Publié le 26 décembre 2011 par Metamag

 

 

De Sciences-po à Sciences-potes  - L'oligarchie cadenasse les esprits et castre les caractères

L'oligarchie cadenasse les esprits et castre les caractères 


 

Au moment où l’atelier sciences-politiques d’un lycée des Antilles Françaises, préparant des élèves de terminale et de première au concours Sciences-po par la voie de l’éducation prioritaire, décidait de participer à l’opération Nuntius Belli pour le Noël de nos soldats en Afghanistan, on apprenait, le 12 décembre, la suppression de l’épreuve de culture générale au concours de Sciences-po, pour l’année 2013. Au motif que cette épreuve serait « un frein au recrutement d’élèves issus de la diversité ».
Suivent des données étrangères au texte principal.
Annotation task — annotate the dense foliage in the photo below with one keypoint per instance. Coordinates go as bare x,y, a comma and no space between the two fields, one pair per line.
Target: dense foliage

La décision de Richard Descoings, directeur de l’IEP, proche de Nicolas Sarkozy et souvent pressenti pour remplacer Luc Chatel au Ministère de l’Education, a suscité de nombreuses réactions sur les forums et les réseaux sociaux de la droitesphère. Toutes paraissent s’expliquer par la crainte inexpliquée de voir "la racaille" investir Sciences-po. Mais, est-ce vraiment la question ? Et, comment être populiste et, en même temps, s’opposer à l’entrée des minorités visibles dans les grandes écoles de la République française ?
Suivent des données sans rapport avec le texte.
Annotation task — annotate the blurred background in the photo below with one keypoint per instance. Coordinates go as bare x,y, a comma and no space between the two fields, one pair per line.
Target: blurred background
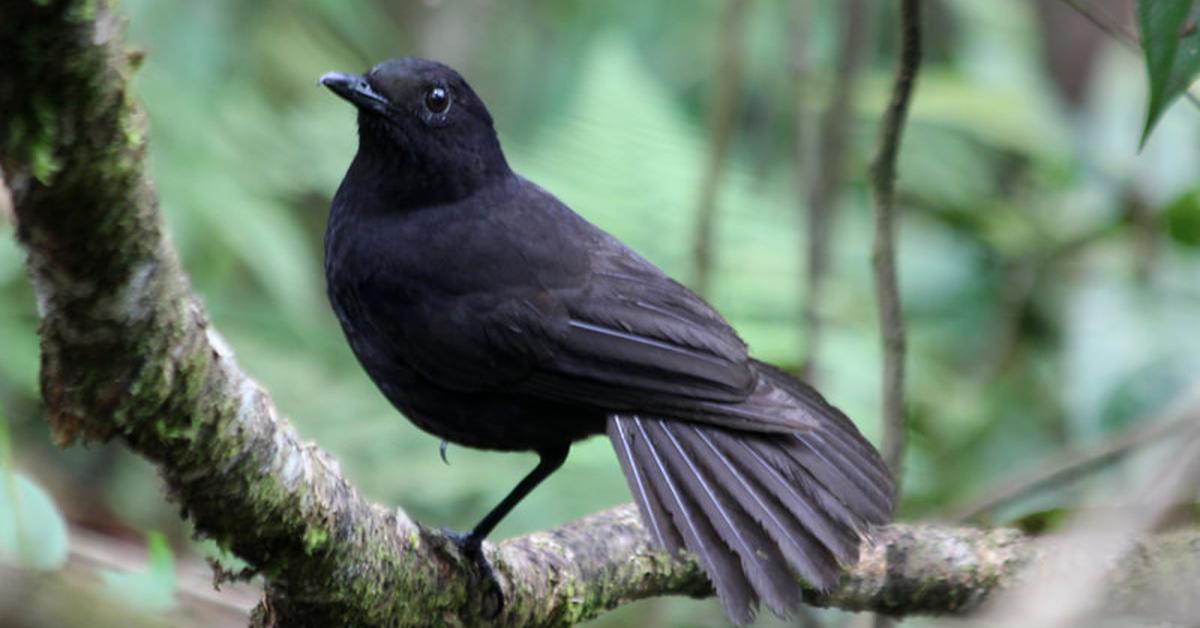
1050,273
N’en déplaise aux nombreux sites identitaires et conservateurs, le peuple, le populaire d’aujourd’hui, est basané et métissé. Il vit en banlieue. Et la plupart de ces jeunes ont tous, dans leurs poches, une carte d’identité française. Qui a donc peur de voir les banlieues débouler à St-Germain des Près ? Comment peut-on rêver d’un grand soir socialiste, d’un sursaut nationaliste contre l’oligarchie financière et les banquiers, sans en inclure  la « racaille » des banlieues, seule capable d’amorcer les luttes de demain et de faire trembler les politiques ?
La racaille n’est pas le danger, mais l’armée de réserve de la révolution 
Excusez-moi, mais jamais les culs bénis de St-Nicolas de Chardonneret n’oseront, par exemple, sans prendre aux caméras de surveillance que, dans l’insurrection à venir, il faudra, dès les premières manifestations de rue, comme en Grèce, démanteler avec violence et sans ménagement. Croyons-nous que les manifestations et protestations viendront des quartiers « blancs » anesthésiés ou qu’elles se feront par des pétitions ou des déclarations syndicales ? Ne tombons pas dans l’effet pervers de l’immigration, armée de réserve du capital, relégué au "lumpen" et ne divisons pas le peuple français sur des critères ethniques. Ce serait le meilleur moyen de l’endormir, plus encore, et de le conforter dans ce qu’il paraît être aujourd’hui: un peuple de résignés, pas même d’indignés et surtout pas de révoltés.
Ceci étant, la décision de Descoings est plus pernicieuse qu’on ne le pense. Elle participe du formatage de l’esprit, inauguré par la réforme du « nouveau lycée » de Luc Chatel. La réforme, qui a suscité très peu de contestation, sera pourtant, à notre avis et le temps passant, la réforme la plus corrosive du quinquennat Sarkozy. Prenons qu’un seul exemple. Dans le lycée"light" de Luc Chatel, pour la première fois, les horaires de cours ont été diminués mais le contenu des programmes est resté inchangé. Pourquoi ?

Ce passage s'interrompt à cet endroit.